Piston reciprocation in internal combustion engines often causes the engine to vibrate. More specifically, the motion of an engine's pistons within their respective cylinder bores causes vibrations because the pistons' movement is started and stopped twice during each rotation of the engine's crankshaft. The inertial effects of each piston cause primary vibrations along the axis of that piston.
One known method of damping or offsetting primary vibrations is to mount one or more counterweights to the crankshaft. The counterweights are most effective when they are spaced radially from the crankshaft axis of rotation, with the crankshaft axis of rotation intermediate the crankpin and the counterweights. Although the counterweights orbit about the crankshaft axis of rotation in a generally circular path, the counterweights move generally opposite the direction of travel of the linearly-reciprocating pistons.

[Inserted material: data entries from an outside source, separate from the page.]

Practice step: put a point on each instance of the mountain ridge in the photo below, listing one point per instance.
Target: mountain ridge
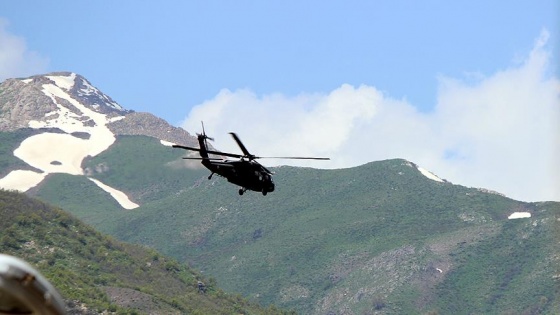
(386, 237)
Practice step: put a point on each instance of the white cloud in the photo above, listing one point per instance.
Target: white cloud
(15, 59)
(501, 132)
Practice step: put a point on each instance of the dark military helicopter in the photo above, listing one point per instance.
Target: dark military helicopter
(245, 172)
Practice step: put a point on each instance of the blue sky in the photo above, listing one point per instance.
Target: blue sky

While it is possible to offset most or all primary vibrations of the piston with such counterweights, movement of the counterweights causes further vibrations that may not be aligned with the primary vibrations. Thus, as the mass of the counterweights is increased to further offset the primary vibrations of the pistons, the moving counterweights create higher-order vibrations.
The vibration environment becomes even more complex in a V-twin, single-crankpin engine. In that type of engine, the pistons are interconnected with the same crankpin, and are oriented at a 45.degree. angle with respect to each other. Therefore, the pistons do not start and complete their respective strokes in unison. The resultant combined primary vibration acts generally vertically and transverse to the crankshaft axis of rotation.
It is known to provide one or more balancer shafts in combination with crankshaft-mounted counterweights to substantially offset primary vibrations. One known configuration includes a pair of balancer shafts disposed on opposite sides of the crankshaft, and rotating in timed sequence with the crankshaft.
Typically, no balancing system is perfect, and there will often exist higher order vibrations that cannot practically be dampened. Such vibrations may resonate in the engine's crankcase and be amplified by the same.